As a conservative, I ask that we all separate our personal faith from our political demands on others. Using the government to deny people freedom without evidence is not a good habit to get into, especially for a conservative. When you have facts, show them to us. Until then, support marriage equality.


JasonL said...

This is a fair-minded and thoughtful response, which is pretty rare around this issue.

I must disagree - and soundly - with this premise of yours:

At the same time - and this is critical - if you're a conservative, the burden of proof is always on those who would take a freedom away.I would say that first of all, no freedom is being "taken away." It is not as if there was same-sex marriage all across the land until John Derbyshire showed up and ruined everything. The freedom (I actually think this is the wrong word) is being added. This is significant: the conservative case against SSM is not anti-liberty but anti-innovation.

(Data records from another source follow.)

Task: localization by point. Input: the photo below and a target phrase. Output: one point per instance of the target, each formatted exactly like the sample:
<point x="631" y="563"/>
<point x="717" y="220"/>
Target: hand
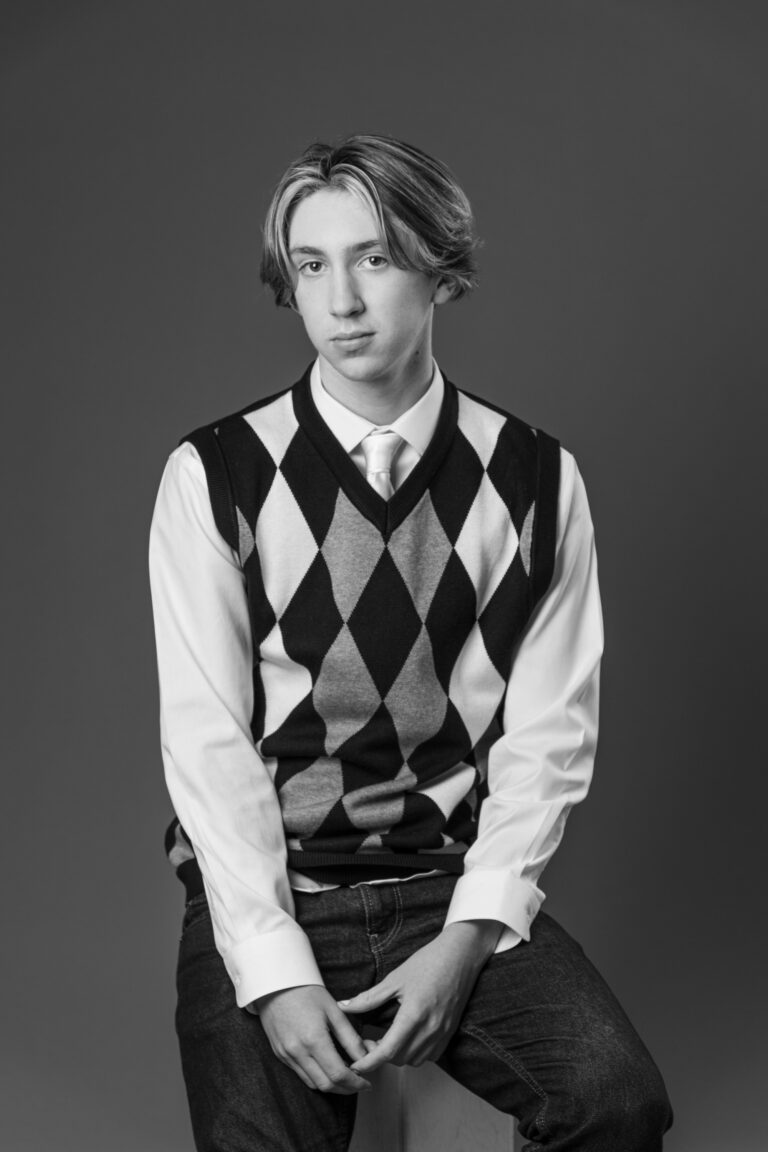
<point x="432" y="987"/>
<point x="301" y="1024"/>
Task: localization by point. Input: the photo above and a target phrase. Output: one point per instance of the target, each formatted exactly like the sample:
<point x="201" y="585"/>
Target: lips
<point x="348" y="338"/>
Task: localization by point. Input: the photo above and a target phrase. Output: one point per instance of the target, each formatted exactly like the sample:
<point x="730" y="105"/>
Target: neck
<point x="383" y="399"/>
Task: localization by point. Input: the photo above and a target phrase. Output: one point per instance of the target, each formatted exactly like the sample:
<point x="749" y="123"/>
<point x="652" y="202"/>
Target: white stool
<point x="423" y="1109"/>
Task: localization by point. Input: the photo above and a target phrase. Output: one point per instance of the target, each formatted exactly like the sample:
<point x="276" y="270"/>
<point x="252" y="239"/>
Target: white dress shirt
<point x="537" y="770"/>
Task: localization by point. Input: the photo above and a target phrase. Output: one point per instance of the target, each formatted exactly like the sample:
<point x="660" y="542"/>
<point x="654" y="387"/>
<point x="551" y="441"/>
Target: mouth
<point x="351" y="339"/>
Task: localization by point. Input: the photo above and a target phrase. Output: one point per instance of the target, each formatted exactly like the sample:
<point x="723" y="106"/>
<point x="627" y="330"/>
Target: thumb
<point x="365" y="1001"/>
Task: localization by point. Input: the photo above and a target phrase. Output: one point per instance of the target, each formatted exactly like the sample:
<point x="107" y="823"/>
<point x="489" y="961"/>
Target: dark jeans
<point x="542" y="1037"/>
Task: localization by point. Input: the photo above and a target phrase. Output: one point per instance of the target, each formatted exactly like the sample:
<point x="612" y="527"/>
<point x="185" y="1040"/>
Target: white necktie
<point x="380" y="449"/>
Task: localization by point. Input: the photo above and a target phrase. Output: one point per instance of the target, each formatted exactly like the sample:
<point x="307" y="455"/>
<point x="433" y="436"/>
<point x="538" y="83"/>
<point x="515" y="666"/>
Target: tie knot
<point x="380" y="449"/>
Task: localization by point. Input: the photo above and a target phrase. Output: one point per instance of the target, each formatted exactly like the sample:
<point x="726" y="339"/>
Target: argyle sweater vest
<point x="383" y="630"/>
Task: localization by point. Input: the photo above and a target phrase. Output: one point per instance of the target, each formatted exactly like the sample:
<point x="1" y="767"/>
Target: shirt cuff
<point x="270" y="963"/>
<point x="493" y="894"/>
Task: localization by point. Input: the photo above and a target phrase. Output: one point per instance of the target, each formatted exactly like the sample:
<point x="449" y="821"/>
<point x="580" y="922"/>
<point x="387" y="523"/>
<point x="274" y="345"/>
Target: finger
<point x="393" y="1044"/>
<point x="349" y="1038"/>
<point x="379" y="994"/>
<point x="335" y="1076"/>
<point x="295" y="1067"/>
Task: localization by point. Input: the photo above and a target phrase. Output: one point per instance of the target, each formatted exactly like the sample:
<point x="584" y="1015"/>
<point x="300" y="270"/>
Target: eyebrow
<point x="355" y="249"/>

Second, the language of rights and freedom is not properly applied here, I think. Same-sex couples are allowed to do any private action they like - hold a wedding, get a priest to officiate, call themselves married, etc. What they can't do is compel the state to bestow the public recognition and benefits of marriage. The cops are not breaking into gay couples' homes and forcibly separating them. The "marrying" they want the right to do is a "marrying" that involves the whole society. It may be bad policy to withhold it from them, but it isn't clear that their private liberties are being violated.

Thomas Paine Jr. said...

You're right Jason, It's all too rare that people discuss this thoughtfully - though I must in turn disagree with you. A right exists whether or not a government grants it. Imagine instead of 2009 we were talking about 1952 in Mississippi. Black-white marriage has been prohibited by local laws but not by state laws. Say that a referendum is put on the ballot positively outlawing black-white marriage, and it passes. Acknowledging that no man has the moral power to give or take away rights to another, then technically, you're right that in this situation, no right was (legislatively) was taken away, since black and white people already couldn't get married. But the law is reinforcing a system that deprives them of that right, one that is enjoyed by same-race couples. In California, even in the technical legal sense, a right was taken away by Prop 8, since there was a period where Californians had the right of same-sex marriage.